En Europe, les situations sont très contrastées :
La France, promoteur de l’EPR, est évidemment pour ! La Hongrie qui ne possède qu’une centrale, aussi.
Le choix de l’énergie nucléaire a été remis en cause dans un certain nombre de pays qui sous la pression de leur opinion publique, s’étaient engagés à fermer plus ou moins progressivement leurs réacteurs .
La Grande-Bretagne, qui avait arrêté son programme nucléaire après avoir découvert du pétrole en Mer du Nord, s’est déclarée prête à réviser ses positions. Tout récemment EDF a même demandé au gouvernement britannique de baisser ses objectifs en énergies renouvelables, notamment éolienne, afin de ne pas compromettre la construction de ses réacteurs EPR !
L’Allemagne a pris la décision début 2002 d’abandonner le nucléaire à l’horizon de 2020, mais le lobby nucléaire espère voir prolonger les durées de vie des centrales et pouvoir construire de nouveaux réacteurs. De son côté, le gouvernement Merkel tente de revenir sur les décisions prises antérieurement et la fin du nucléaire n’est pas encore scellée en Allemagne.
La Belgique n’a pas encore tranché. La loi de 2003 prévoit la fermeture et le démantèlement « sauf cas de force majeure ».
L’Espagne a adopté un moratoire et ne construit plus de nouvelles centrales depuis 25 ans.
L’Italie, 22 ans après avoir renoncé au nucléaire suite à la catastrophe en Ukraine, va se doter de nouvelles centrales…

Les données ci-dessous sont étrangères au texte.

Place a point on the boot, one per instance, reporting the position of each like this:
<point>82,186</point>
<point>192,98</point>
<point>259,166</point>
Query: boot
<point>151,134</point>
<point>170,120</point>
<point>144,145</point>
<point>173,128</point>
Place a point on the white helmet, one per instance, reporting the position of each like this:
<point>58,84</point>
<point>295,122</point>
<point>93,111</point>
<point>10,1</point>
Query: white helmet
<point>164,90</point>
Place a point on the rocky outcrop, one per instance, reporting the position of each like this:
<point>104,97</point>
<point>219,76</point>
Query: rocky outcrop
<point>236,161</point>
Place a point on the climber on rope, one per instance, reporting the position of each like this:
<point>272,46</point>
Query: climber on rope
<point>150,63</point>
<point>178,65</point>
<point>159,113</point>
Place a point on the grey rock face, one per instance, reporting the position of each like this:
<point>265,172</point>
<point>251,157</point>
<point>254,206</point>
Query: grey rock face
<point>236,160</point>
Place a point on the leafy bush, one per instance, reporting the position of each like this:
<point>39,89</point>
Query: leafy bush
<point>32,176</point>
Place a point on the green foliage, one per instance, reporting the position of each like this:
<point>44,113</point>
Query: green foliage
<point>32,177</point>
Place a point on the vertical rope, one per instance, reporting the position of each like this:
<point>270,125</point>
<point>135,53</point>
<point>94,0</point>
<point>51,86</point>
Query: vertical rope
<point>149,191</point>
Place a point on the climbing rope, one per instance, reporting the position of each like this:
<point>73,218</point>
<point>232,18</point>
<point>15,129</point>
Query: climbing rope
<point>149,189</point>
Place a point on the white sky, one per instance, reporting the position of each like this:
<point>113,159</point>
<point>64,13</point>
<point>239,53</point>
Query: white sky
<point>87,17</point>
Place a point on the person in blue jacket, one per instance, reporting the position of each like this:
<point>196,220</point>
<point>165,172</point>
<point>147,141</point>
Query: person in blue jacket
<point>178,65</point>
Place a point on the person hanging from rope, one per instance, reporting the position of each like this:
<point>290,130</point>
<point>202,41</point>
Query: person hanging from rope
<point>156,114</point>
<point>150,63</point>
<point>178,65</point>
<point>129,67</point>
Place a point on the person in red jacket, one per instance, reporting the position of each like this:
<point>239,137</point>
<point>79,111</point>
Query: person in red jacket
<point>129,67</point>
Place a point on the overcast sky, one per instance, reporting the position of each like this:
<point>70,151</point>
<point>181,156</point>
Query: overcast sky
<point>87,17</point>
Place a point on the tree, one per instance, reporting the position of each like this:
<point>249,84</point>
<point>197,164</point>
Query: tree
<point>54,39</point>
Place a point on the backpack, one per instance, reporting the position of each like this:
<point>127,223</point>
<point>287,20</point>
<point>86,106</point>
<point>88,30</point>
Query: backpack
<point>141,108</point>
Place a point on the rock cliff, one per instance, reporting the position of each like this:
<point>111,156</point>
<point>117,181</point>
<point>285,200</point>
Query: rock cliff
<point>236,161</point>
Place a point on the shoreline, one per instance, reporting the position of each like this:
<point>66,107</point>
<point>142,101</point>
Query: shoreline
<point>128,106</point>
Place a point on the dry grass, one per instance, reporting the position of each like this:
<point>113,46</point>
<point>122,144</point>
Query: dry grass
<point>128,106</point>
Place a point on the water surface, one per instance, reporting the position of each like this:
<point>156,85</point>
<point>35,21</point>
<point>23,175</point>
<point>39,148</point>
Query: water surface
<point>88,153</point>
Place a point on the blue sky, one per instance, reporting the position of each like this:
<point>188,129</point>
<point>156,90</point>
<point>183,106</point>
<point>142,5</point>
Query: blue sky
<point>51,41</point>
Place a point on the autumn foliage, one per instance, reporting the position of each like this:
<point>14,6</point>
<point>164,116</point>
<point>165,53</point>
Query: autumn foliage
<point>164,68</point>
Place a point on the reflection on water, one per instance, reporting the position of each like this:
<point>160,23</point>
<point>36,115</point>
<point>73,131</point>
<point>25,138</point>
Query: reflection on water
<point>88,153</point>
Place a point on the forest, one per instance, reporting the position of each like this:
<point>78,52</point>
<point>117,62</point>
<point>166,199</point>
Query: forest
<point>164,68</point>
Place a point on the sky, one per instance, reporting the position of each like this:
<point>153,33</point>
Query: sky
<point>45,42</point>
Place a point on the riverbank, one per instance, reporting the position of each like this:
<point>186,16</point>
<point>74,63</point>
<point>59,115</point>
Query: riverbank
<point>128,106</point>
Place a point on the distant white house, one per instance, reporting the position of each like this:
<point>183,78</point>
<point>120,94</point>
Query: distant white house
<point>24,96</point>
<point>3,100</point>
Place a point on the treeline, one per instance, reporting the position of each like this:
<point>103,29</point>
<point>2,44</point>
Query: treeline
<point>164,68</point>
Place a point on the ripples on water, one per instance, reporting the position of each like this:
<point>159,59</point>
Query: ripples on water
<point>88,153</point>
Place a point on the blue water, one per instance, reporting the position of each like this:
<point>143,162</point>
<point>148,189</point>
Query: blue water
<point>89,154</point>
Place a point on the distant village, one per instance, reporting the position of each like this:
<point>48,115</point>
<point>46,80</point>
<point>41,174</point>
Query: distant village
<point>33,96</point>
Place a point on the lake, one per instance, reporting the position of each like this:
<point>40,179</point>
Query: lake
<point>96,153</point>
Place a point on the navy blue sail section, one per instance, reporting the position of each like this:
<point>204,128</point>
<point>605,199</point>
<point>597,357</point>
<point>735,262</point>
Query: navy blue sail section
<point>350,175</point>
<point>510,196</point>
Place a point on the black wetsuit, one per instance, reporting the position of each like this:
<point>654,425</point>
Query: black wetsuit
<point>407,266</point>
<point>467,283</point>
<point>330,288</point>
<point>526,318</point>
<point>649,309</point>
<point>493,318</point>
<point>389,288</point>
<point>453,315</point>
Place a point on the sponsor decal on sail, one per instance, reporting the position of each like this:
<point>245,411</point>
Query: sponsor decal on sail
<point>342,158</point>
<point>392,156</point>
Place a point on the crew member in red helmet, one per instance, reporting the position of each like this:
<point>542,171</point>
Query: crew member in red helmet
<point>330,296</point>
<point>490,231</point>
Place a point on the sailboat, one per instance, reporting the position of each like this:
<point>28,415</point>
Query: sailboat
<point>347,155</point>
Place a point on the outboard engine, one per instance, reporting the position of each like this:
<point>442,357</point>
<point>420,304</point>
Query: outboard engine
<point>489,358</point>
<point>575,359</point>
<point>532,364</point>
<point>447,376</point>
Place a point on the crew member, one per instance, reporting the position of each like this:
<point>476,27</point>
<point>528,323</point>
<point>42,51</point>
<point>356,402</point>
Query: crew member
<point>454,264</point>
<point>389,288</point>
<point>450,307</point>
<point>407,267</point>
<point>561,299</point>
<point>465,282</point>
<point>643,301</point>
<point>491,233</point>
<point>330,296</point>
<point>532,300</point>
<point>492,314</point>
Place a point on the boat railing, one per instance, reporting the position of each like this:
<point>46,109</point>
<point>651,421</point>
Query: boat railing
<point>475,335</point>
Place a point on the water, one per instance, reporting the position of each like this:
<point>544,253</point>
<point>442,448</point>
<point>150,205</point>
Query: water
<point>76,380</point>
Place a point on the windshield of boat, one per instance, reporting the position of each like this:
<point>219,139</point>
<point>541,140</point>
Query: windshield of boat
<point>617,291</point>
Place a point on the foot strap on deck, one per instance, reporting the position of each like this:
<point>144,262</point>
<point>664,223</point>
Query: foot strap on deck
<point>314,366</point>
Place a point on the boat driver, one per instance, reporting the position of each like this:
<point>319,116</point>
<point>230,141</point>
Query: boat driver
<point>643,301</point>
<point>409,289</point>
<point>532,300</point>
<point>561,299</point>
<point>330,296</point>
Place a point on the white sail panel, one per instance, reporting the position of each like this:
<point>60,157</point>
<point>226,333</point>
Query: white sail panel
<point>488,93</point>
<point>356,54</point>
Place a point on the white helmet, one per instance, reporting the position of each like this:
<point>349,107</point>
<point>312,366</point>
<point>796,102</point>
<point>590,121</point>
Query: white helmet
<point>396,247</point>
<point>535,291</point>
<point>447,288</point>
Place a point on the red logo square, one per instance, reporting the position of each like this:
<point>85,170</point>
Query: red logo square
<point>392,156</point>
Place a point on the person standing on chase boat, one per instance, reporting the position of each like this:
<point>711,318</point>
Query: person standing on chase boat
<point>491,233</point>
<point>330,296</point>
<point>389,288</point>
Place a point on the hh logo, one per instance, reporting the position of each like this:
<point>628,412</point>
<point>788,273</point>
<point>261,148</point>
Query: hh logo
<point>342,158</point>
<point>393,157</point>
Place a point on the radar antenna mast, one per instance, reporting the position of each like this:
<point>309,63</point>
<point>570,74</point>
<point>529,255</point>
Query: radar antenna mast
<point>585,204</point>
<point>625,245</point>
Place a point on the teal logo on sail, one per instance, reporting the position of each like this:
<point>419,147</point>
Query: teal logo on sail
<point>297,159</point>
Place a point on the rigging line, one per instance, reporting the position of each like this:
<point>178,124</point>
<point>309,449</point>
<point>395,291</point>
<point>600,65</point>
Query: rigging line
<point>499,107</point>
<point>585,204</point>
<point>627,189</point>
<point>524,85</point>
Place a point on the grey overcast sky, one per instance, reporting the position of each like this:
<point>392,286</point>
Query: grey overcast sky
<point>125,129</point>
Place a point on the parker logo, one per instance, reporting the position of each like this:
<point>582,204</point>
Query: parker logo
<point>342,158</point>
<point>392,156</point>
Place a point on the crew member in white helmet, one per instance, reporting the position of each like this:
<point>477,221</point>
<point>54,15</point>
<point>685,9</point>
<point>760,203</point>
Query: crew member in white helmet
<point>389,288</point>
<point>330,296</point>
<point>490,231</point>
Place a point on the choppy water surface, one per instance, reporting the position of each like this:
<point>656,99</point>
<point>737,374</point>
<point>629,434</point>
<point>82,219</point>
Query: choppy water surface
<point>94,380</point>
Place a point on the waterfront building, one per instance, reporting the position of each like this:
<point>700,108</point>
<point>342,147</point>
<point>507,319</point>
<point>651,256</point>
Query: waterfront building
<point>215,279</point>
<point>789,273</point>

La Suède, qui s’était prononcée en 1980 en faveur de la fermeture de tous ses réacteurs, est partagée : une coalition de centre-droit a déclaré revenir, malgré une catastrophe évitée de justesse à la mi-2006, sur la décision de fermeture progressive des dix réacteurs que comporte le pays et l’opposition vient d’annoncer son intention de supprimer progressivement le nucléaire si elle arrive au pouvoir en 2010.
La Suisse avait un moratoire sur la construction de centrales mais il n’a pas été reconduit.

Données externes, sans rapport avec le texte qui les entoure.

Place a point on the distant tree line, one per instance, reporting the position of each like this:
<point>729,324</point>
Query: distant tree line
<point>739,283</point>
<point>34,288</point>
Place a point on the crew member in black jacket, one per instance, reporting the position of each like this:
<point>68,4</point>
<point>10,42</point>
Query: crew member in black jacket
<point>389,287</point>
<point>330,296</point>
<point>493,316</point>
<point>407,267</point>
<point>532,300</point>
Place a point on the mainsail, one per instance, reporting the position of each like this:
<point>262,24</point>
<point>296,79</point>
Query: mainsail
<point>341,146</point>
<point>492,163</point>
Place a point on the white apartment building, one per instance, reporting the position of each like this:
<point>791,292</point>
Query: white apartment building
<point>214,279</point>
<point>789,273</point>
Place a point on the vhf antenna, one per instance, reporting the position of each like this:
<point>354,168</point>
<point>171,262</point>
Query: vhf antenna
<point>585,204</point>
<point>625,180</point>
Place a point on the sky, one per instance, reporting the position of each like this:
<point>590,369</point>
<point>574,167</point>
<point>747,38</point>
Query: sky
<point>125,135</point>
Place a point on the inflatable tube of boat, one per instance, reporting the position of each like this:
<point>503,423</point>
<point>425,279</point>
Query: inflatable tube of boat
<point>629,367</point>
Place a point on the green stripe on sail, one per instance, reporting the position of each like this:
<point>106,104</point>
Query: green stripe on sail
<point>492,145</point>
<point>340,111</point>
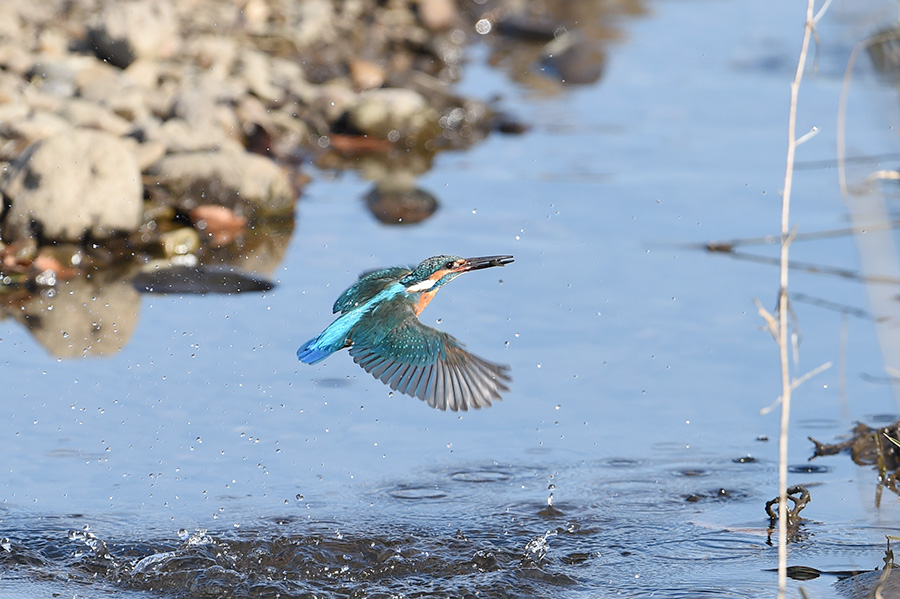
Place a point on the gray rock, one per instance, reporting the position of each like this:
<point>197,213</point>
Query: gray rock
<point>438,15</point>
<point>380,112</point>
<point>235,179</point>
<point>140,29</point>
<point>85,317</point>
<point>71,183</point>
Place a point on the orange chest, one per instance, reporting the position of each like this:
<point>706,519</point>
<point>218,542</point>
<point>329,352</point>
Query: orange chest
<point>424,299</point>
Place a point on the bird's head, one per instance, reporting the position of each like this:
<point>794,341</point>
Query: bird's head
<point>437,271</point>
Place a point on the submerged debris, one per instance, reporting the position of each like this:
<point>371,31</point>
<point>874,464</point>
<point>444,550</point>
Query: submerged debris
<point>799,496</point>
<point>870,447</point>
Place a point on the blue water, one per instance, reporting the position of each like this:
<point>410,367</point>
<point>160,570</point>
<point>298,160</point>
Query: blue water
<point>624,342</point>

Les Pays-Bas ont changé d’avis et prolongent la durée du vie de leur centrale.
La Norvège maintient sa position antinucléaire mais des voix s’y font entendre pour vanter la construction de centrales au thorium.
L’Autriche, le Danemark, l’Irlande et la Grèce sont contre.
Malgré tout : 12 % seulement des Européen(ne)s sont pour le développement de l’énergie nucléaire.